My major problem with English is not so much that I can't express myself and communicate what I want to get across; it's just that it takes so much work to do it. Certain ideas are really easy to express, but those aren't necessarily the most basic ideas. Other natural languages are the same way, but I have a suspicion that English is about the least consistent, most mixed-up language there is.
One extremely basic verb-type idea that isn't used much in English is best translated as "involve". You can be involved in an action or an action can involve you (or your dog or your car or any other noun-type idea). In Japanese, one of the most common words there is is "wa". "___ wa" is often translated as "as for ___", which is really the same as "about ___", "with ___", or "involving ___". All it means is that the object in question has some unspecified connection to the verb. So I could say, "Involving your car, we have a problem." In Japanese, it's considerably more simple (or is it "simpler"?): "Anata no kuruma wa mondai aru." ("You no car wa problem aru.") This basically means, "There's something wrong with your car," but with a little more focus on the car instead of on the problem.
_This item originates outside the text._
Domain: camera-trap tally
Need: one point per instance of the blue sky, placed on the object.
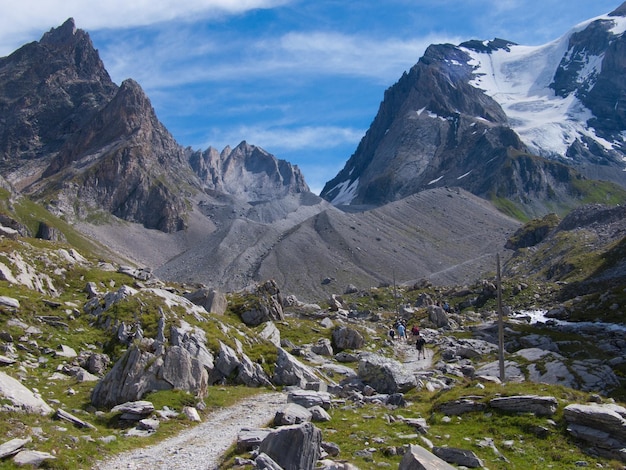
(301, 78)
The reason why I've been using forms of the verb "involve" instead of prepositions like "with" or "about" is verbs are a much more flexible, more universal part of speech. It's easy to make up a new verb, but have you ever tried making up a new preposition? What I'm getting at is that, when designing a new artificial language, you don't need prepositions (also called particles in some situations) if you handle verbs well.
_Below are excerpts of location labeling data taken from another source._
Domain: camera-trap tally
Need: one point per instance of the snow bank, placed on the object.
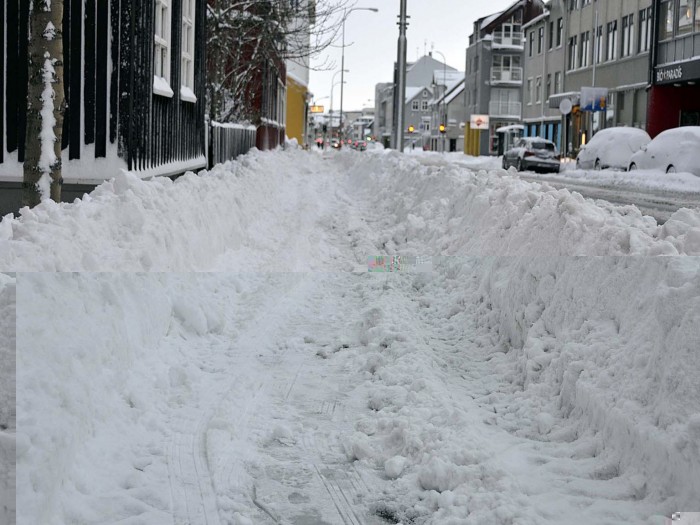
(425, 203)
(8, 418)
(128, 224)
(92, 385)
(298, 207)
(614, 342)
(594, 361)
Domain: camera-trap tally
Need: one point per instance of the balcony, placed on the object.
(498, 108)
(511, 76)
(508, 40)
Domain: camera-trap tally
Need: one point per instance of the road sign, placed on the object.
(479, 122)
(565, 106)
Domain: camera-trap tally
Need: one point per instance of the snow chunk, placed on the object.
(393, 467)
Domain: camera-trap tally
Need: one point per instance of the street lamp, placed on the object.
(443, 129)
(331, 110)
(346, 13)
(333, 84)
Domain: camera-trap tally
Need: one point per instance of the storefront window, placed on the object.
(685, 17)
(666, 20)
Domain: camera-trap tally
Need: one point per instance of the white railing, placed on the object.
(501, 39)
(507, 75)
(498, 108)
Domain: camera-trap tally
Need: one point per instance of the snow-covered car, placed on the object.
(612, 148)
(533, 153)
(673, 150)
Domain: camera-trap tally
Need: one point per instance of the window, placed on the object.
(685, 17)
(645, 30)
(627, 35)
(585, 46)
(666, 20)
(161, 48)
(612, 41)
(573, 47)
(598, 52)
(560, 31)
(187, 60)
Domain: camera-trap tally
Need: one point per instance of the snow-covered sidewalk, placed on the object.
(497, 390)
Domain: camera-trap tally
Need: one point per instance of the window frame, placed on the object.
(611, 48)
(187, 53)
(162, 48)
(627, 36)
As a simple example, the word "with" can often be replaced with "having": "I want coffee with sugar," or "I want coffee having sugar." The second sentence sounds pretty awkward in English, but if you change it to "I want coffee that has sugar," it's much better and you're really doing the same thing still.
What stinks about prepositions is that we have a very limited number of them and, like I said, we don't like to make new ones. On the plus side, they're short and kind of vague, so you can use a handful of little words to do a lot of work. So when making your own language, just be sure to include a handful of really short, really flexible verbs, and you don't need no stinkin' prepositions!